I promised more information about the awesome writers conference I attended this past weekend. First, let me say that I have been to all six of the LDS Storymaker’s conferences, starting way back in the Little Brown Theater in 2004. There were 42 attendees that year, and it made me feel inspired and excited to write. Every year it has only gotten better and better. This year there were 260-ish attendees (you’d have to ask one of the Storymakers for the exact number, but I know that’s super close), and the quality has only improved every year.
During one of our meetings Friday where the whole group met together (forgive me, I can’t remember which time slot it was), Jeff S. Savage (aka J Scott Savage writer of the terrific YA fantasy adventure series, FarWorld) who was the conference chair this year had us take out the bandanas they had included in out bags with the other materials for the conference. Then he showed a short video on the projection screen (it may have been powerpoint, but it included music). It was all made of headlines about publishing companies going out of business, and others having to cut back. Then he inserted the below video. It’s only six minutes long. Take a look.
Edited to add that the video has apparently been pulled? Anyway, the scene is from a movie called Facing the Giants about a high school football team. One guy told the coach that they wouldn’t win their game that weekend, and the coach had him do a death crawl (walking on hands and feet across the field with another player on his back). They had been doing them in practice for 20 or 30 yards, and the coach asked the kid if he could do 50 yards. He didn’t think he could. The coach pulled out a bandana and wrapped it over the kid’s eyes and told him to do his best. All down the length of the football field he encouraged the player, telling him to keep working, don’t quit. The kid cried out that it hurt, that he couldn’t make it, that his muscles burned, but the coach told him not to stop, to keep pushing.
When he finally gave out, the coach removed the bandana and showed the kid he was in the opposite endzone, he had gone the full 100 yards. then he asked the kid to keep a positive attitude, to encourage the other players, because with his leadership, the team could do far more than they thought.

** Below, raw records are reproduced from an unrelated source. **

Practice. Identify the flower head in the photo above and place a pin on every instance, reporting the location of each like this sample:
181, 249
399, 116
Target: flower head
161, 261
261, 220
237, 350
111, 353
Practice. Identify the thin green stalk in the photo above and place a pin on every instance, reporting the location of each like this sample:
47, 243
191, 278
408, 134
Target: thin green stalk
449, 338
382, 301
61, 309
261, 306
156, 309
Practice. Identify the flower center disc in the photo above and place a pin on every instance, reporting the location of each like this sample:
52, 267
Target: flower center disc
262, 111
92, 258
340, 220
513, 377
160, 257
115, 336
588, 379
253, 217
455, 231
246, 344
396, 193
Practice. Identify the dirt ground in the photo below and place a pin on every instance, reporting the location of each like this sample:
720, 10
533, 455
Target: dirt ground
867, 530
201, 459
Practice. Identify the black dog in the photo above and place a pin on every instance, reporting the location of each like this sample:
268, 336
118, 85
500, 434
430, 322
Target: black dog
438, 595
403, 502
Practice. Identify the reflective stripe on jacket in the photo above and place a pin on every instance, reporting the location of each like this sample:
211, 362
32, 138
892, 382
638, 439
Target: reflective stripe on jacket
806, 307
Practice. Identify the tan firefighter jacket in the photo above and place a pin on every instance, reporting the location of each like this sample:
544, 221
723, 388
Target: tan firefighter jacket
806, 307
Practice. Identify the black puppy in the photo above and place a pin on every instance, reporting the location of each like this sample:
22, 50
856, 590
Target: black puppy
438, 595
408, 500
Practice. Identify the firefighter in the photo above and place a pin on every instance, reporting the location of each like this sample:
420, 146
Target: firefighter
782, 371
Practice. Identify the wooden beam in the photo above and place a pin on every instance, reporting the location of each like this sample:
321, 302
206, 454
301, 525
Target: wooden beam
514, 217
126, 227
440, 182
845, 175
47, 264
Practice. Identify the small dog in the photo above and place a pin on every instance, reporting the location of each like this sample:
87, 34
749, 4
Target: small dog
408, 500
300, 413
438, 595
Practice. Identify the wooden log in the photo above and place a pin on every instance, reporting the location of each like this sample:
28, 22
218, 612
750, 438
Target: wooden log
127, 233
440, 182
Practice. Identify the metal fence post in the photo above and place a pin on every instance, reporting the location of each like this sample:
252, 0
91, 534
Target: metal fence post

When the video ended, Jeff told us to hang the bandanas near where we write. On our desks, on the wall, wherever we were. When we get discouraged–because the day will come when things look bleak, when we would think we couldn’t do it anymore, when we would get rejections and it would hurt–to look at the bandana and remember the video. The truth is, if we keep going, keep fighting in an industry that guarantees rejections, difficulties, budget cuts, publishing dates being postponed (if not cancelled outright, which has happened to some authors), then eventually we will succeed even more than we thought possible.
Actually there were several speaker who mentioned this. Julie Wright spoke about how she was rejected from her publisher after putting out a couple of books–something that was a terrible experience for her–but because of that, she was picked up by a bigger publisher. Several of the Storymakers have had that happen.
She has now been accepted by a national agent who will be shopping around her latest manuscript–and knowing her, it’s terrific! She urged the people in her class not to listen to those who would tell you that it can’t be done, that it’s not worth the effort. You never know when one rejection or stumbling block night actually turn into the stepping stone you’ve been searching for. Also, never forget that your Heavenly Father wants you to succeed. He knows you can do it, that if you give it all you’ve got, you will get where you want to be. It’s not going to be instant–that’s not how the business works. But with enough effort, you can succeed.
I have lots of other great tidbits to share from the conference, but they’ll have to wait until later.
I’ve been writing on and off for 15 years and now, at last, I’m developing a YA fiction book. Writing is a hobbie and passion of mine, one, like you, that I fit in around the edges of the day.
Thanks for the inspiration.
PS: Something happened to the video, can’t view it now, but I’m going to look for it on YouTube now.
That was one of my favorite parts of the conference. I’m putting up my bandanna ASAP. It was so nice to see you again!
Thanks for the quote on my blog! It was fun meeting you!
Great post! I love that video! 😀 Thanks for posting it!